TuSimple Holdings Inc. on Thursday said it was replacing its CEO in a decision it called part of a “planned executive succession,” but which took Wall Street by surprise and caused its shares to plummet more than 20 percent.
The self-driving trucking company said Xiaodi Hou, up until now TuSimple’s chief technology officer, will replace Cheng Lu as chief executive and president effective immediately.
Shares slid 23 percent following the announcement to $13, significantly below their $40 initial public offering price in April 2021.
Lu had been at the helm of the self-driving company since 2018 and led TuSimple during its IPO. He will serve as an adviser to the new CEO until March 2023 to ensure an effective transition, a time during which he will receive an annual salary of $450,000, the company said in a regulatory filing.
Lu appeared on an Automotive News podcast on Feb. 13. TuSimple’s executive team had not mentioned plans for an executive succession during any of the company’s last four public earnings calls.

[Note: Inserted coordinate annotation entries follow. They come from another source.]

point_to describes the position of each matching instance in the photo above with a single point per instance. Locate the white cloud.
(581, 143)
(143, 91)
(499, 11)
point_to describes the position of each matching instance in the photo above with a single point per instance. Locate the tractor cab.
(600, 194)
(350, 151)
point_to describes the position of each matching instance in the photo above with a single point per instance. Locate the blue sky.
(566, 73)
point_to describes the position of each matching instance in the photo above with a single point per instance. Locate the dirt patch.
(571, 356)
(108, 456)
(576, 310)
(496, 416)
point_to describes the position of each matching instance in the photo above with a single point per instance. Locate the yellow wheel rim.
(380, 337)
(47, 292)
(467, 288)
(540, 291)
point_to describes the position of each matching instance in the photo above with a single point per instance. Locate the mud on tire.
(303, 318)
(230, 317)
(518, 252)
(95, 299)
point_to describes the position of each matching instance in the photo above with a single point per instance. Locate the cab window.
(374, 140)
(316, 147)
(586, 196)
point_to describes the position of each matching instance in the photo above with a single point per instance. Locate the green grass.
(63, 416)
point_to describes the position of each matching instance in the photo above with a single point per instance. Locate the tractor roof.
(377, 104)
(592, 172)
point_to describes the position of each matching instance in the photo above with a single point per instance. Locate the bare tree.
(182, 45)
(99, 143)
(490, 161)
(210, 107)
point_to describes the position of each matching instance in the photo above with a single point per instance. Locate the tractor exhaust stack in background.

Hou, 37, is a co-founder of TuSimple and received a PhD from the California Institute of Technology.
“This is part of a planned executive succession as the company moves to its next phase of commercializing … autonomous trucking technology,” TuSimple said in a statement.
TuSimple is part of a growing field of companies working to commercialize self-driving trucks at a time when the United States and other countries struggle with a supply chain crunch and a shortage of truck drivers.